MUMBAI: Infrastructure conglomerate Adani Group will invest more than $100 billion in energy transition projects, upping its earlier commitment of $70 billion by 2030.
It is building a renewable energy park in Khavda, Gujarat, among other clean energy projects. This facility, which it claims to be the world’s largest single-site renewable energy park, will generate 30GW of power, thereby taking its total green energy capacity to 50GW by 2030.Energy transition from fossil fuels to clean sources like solar, wind and hydrogen will “change the global energy landscape forever”, said the group’s chairman Gautam Adani.
Adani Group, which started with commodity trading before diversifying into ports and airports management and other businesses, wants to produce the “world’s least expensive green electron” to become the feedstock for several sectors that must meet the sustainability mandate, Adani said at Crisil Ratings’ infrastructure summit on Wednesday. In 2022, fossil fuel producer Reliance Industries announced that it will plow $76 billion towards clean energy projects.

Adani said data centres that house AI clouds will be the largest energy consuming industry in the world.
“This makes energy transition even more complex and is raising electricity prices, thereby adding to the already high prices because of the combined impact of climate change and demand growth.”
Adani said the infrastructure required for energy transition and the infrastructure required for digital transformation are now inseparable as the “technology sector becomes the largest consumer of the precious green electrons”.
“We already have India’s largest order book for data centres and are now in discussions for additional gigawatt-scale green AI data centres,” Adani said. At the Crisil event, the billionaire also highlighted India’s infrastructure growth trajectory.

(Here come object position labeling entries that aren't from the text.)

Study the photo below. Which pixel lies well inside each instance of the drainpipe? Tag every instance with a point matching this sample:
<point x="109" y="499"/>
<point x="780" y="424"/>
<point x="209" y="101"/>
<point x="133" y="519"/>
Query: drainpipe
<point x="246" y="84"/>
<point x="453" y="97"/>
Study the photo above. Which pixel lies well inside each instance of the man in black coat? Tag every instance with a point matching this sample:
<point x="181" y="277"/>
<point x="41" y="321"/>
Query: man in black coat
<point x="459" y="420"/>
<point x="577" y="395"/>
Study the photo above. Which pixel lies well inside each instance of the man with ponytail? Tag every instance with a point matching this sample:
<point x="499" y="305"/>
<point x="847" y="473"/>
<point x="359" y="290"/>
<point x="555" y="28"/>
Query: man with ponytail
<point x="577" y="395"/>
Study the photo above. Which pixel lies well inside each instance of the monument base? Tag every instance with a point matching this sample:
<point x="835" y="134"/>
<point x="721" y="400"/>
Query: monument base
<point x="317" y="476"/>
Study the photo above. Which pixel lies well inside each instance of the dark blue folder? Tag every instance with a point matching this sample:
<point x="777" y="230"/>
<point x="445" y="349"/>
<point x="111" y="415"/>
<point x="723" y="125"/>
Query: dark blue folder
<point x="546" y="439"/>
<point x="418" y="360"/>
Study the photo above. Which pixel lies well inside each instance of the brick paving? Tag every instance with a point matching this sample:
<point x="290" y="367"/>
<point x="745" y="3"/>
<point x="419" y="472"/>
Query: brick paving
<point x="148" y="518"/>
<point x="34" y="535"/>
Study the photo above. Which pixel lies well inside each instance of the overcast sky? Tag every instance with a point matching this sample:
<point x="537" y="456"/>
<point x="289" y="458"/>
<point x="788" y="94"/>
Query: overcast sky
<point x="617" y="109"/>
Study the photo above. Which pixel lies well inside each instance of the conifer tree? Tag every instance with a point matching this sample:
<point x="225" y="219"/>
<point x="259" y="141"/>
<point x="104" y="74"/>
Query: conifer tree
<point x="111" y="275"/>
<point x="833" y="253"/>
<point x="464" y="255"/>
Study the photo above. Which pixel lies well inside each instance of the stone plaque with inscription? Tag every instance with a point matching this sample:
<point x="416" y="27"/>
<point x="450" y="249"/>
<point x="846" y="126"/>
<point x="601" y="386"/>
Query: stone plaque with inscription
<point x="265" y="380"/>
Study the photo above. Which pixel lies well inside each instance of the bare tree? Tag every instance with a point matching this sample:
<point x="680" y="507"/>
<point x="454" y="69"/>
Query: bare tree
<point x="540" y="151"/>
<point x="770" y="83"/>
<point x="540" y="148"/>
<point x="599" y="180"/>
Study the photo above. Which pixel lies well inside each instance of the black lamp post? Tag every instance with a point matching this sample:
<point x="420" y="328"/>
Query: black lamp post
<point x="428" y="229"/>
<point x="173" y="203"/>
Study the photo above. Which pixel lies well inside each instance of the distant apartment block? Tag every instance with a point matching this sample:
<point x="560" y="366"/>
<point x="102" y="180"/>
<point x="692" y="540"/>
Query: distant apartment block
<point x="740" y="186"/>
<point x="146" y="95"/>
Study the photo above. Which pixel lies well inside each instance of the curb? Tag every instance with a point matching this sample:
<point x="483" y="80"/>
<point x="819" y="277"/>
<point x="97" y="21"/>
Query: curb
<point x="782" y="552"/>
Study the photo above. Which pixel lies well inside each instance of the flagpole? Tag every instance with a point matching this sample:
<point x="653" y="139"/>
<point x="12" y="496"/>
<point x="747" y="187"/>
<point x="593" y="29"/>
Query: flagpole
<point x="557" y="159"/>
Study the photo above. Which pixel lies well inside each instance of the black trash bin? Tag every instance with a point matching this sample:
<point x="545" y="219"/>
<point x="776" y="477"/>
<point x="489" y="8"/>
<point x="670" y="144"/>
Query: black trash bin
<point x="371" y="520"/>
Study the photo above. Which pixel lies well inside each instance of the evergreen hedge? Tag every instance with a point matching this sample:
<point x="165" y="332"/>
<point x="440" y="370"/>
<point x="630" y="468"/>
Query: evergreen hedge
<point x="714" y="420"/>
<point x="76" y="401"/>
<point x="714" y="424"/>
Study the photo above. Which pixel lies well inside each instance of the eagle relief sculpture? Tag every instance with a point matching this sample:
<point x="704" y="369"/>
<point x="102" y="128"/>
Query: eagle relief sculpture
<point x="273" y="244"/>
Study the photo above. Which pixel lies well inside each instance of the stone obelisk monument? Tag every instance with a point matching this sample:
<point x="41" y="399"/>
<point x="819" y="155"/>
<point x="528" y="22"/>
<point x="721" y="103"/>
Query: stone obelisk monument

“If the period between 1991 to 2014 was about laying down the foundations and building the runway, then the period between 2014 and 2024 has been about the aircraft taking off,” said Adani, adding that “the single most important catalyst enabling this takeoff has been the quality of governance over the past decade”.
Adani said the 1991 liberalisation policy by then FM Manmohan Singh marked a “major turning point”. “The breaking down of the License Raj meant that govt did away with industrial licensing for most sectors. It eliminated much of the requirement for businesses to obtain government permission to invest, or set prices, or build capacity.”